Actually, you probably won't.
On the other hand, if you have an 8-byte buffer, and every time a user types a keystroke you XOR the lower word of that buffer with a high-resolution keystroke timer and then DES-encrypt the buffer with some arbitrary key, then after a thousand keystrokes or so the buffer will probably be, for all practical purposes, random. If not after one thousand keystrokes, then almost certainly after 10,000.
Individual keystroke timing by have a strong correlation bias with regard to earlier keystroke, but DES-encrypting after each keystroke will allow each keystroke to affect the results independently; the amount of entropy will thus continue to increase asymptotically toward pure randomness. What's tough is knowing when enough randomness has been injected into a system for it to safely be called "random".

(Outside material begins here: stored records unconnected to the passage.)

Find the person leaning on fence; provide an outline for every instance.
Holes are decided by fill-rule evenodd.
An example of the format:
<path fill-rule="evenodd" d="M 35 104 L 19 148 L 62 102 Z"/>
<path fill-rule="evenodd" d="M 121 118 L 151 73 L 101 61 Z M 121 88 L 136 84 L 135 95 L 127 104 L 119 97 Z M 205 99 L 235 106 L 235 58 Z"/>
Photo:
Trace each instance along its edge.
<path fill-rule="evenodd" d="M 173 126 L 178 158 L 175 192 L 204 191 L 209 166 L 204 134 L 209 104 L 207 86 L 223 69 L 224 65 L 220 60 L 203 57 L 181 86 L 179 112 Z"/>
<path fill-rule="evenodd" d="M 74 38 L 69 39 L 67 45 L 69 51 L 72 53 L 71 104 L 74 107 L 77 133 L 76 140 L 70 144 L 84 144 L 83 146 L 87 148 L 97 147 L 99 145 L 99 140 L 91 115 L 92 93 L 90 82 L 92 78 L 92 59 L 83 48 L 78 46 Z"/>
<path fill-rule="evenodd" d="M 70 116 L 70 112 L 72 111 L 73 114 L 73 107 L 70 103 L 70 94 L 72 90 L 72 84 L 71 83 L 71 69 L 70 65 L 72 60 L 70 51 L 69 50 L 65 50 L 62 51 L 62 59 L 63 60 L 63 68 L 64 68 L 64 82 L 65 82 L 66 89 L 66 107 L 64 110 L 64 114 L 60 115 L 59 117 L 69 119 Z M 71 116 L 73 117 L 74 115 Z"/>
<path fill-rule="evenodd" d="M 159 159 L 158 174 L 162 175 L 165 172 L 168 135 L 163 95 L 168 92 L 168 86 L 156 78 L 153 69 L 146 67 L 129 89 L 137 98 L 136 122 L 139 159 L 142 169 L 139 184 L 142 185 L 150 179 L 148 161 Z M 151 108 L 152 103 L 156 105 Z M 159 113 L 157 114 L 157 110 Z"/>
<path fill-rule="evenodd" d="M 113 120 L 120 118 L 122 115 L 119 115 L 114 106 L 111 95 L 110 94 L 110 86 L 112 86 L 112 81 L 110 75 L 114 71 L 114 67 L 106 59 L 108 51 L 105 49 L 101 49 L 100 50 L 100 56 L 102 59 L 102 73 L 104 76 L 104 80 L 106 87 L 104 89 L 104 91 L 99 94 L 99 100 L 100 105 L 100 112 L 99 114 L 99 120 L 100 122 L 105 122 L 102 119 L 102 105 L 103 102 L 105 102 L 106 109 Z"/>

That said, if you have a system which allows actual measurement of the times of human input events at high enough resolution, then you can always choose a timing interval short enough so that some number of bits of the timing result (the number depends on resolution of the timer) are uncorrelated to the human's response time, and therefor generate a random number.
Practical issues of how actual computer input device interfaces work make this technique not as useful as other techniques, like the ones you outlined, but, for example if you set up a high speed oscillator and a counter, and count the number of nanoseconds between two keystrokes or button presses by a user, you'll see plenty of correlation in the millisecond range, but very little to none in the micro and nanosecond range.